Home

Awesome

PISA (Portal to ISAbelle)

PISA supports automated proof search with the interactive theorem prover Isabelle.

PISA can also be used to extract proof corpus. We extracted the datasets in our AITP 2021 paper LISA: Language models of ISAbelle proofs with it.

Installation

  1. Scala configuration

    Install SDKMAN

    curl -s "https://get.sdkman.io" | bash
    source .bashrc
    

    Try

    sdk help
    

    to makes ure sdk is properly installed.

    Install JAVA 11 and sbt

    sdk install java 11.0.11-open
    sdk install sbt
    
  2. Clone project and make sure it compiles

    git clone https://github.com/albertqjiang/Portal-to-ISAbelle.git
    cd Portal-to-ISAbelle
    

    Then compile the project:

    sbt compile
    
  3. Configure Isabelle

    Go back to home directory first and download isabelle2021

    cd ~
    wget https://isabelle.in.tum.de/dist/Isabelle2022_linux.tar.gz
    tar -xzf Isabelle2022_linux.tar.gz
    alias isabelle=~/Isabelle2022/bin/isabelle
    
  4. Build Isabelle HOL

    To build with 20 parallel processes:

    isabelle build -b -D Isabelle2022/src/HOL/ -j 20
    

    This takes ~8 hours of CPU time. The actual time depends on the number of CPUs you have. On a 96-core TPU VM it takes about 15 minutes.

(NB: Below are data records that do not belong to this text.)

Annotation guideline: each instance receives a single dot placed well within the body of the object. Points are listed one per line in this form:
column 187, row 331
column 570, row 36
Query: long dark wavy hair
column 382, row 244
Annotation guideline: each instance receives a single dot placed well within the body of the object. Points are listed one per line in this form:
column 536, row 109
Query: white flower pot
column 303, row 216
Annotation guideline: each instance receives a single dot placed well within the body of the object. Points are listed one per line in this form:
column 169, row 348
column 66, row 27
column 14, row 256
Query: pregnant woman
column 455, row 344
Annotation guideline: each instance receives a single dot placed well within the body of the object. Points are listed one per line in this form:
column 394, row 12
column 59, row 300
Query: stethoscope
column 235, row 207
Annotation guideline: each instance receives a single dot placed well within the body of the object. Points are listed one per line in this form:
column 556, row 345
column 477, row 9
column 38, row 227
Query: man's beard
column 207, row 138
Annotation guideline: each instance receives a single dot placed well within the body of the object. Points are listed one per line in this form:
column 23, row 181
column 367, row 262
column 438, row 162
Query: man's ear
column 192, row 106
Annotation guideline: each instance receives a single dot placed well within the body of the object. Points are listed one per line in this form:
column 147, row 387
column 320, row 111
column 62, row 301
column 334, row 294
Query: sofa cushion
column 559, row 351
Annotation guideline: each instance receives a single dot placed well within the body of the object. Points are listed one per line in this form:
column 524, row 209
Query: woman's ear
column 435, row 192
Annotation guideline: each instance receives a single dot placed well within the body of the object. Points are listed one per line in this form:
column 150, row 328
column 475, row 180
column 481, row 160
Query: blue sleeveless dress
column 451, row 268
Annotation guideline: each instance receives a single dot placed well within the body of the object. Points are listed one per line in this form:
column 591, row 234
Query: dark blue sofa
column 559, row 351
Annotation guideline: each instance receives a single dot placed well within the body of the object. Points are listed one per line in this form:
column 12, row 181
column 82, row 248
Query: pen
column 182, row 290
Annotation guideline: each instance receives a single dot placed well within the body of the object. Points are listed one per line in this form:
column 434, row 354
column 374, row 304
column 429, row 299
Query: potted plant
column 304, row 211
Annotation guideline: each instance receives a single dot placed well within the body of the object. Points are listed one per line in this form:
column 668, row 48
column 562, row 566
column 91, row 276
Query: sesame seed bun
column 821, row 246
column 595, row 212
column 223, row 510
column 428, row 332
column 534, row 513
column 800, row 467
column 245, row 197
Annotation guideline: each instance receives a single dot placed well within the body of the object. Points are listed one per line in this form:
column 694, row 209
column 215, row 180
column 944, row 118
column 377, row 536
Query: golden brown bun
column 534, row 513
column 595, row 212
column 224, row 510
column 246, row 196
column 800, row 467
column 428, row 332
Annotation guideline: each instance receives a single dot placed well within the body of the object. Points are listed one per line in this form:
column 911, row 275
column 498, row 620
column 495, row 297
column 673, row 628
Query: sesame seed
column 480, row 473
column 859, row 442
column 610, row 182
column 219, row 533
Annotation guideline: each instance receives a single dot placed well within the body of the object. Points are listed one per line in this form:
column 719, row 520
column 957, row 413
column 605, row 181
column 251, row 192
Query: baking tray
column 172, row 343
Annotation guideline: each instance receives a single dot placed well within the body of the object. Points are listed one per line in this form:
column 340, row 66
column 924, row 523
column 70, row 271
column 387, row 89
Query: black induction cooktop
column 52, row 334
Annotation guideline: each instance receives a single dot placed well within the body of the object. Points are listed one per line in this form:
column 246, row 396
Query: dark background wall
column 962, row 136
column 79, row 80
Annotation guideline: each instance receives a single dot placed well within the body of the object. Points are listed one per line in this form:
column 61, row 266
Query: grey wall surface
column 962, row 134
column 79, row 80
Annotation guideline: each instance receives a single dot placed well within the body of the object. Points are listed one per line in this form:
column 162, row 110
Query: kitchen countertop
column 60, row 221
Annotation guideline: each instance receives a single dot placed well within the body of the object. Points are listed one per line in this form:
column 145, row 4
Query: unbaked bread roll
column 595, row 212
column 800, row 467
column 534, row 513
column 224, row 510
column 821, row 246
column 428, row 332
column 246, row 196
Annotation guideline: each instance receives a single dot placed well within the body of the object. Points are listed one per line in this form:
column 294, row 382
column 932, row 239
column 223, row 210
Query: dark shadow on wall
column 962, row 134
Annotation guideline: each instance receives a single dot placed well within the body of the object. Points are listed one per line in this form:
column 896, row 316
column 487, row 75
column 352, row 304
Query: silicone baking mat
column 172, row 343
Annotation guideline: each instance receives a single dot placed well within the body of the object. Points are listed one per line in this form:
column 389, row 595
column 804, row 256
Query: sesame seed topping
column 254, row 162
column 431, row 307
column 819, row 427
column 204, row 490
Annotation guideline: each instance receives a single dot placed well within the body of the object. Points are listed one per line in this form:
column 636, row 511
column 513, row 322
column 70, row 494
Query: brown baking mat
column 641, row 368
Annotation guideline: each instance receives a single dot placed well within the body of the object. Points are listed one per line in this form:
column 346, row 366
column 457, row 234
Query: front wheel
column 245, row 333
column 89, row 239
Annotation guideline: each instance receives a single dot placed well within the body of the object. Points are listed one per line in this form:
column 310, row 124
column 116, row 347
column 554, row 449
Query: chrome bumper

  5. Download and build afp

    To build with 10 parallel processes:

    wget https://www.isa-afp.org/release/afp-current.tar.gz
    tar -xzf afp-current.tar.gz
    export AFP=afp-{$AFP_DATE}/thys
    isabelle build -b -D $AFP -j 20
    

    This takes ~150 hours of CPU time. On a 96-core TPU VM it takes ~5 wall-clock hours. We can extract ~93% of all afp theory files.

    We built the heap images for two options:

    1. Isabelle2021 with afp-2021-10-22 for linux machines (ubuntu). You can download it at: https://archive.org/download/isabelle_heaps.tar/isabelle_heaps.tar.gz and decompress it as ~/.isabelle.
    2. Isabelle2022 with afp-2022-12-06 for linux machines (ubuntu). You can download it at: https://archive.org/download/isabelle2022_afp20221206_heaps/isabelle2022heaps.tar.gz and decompress it as ~/.isabelle.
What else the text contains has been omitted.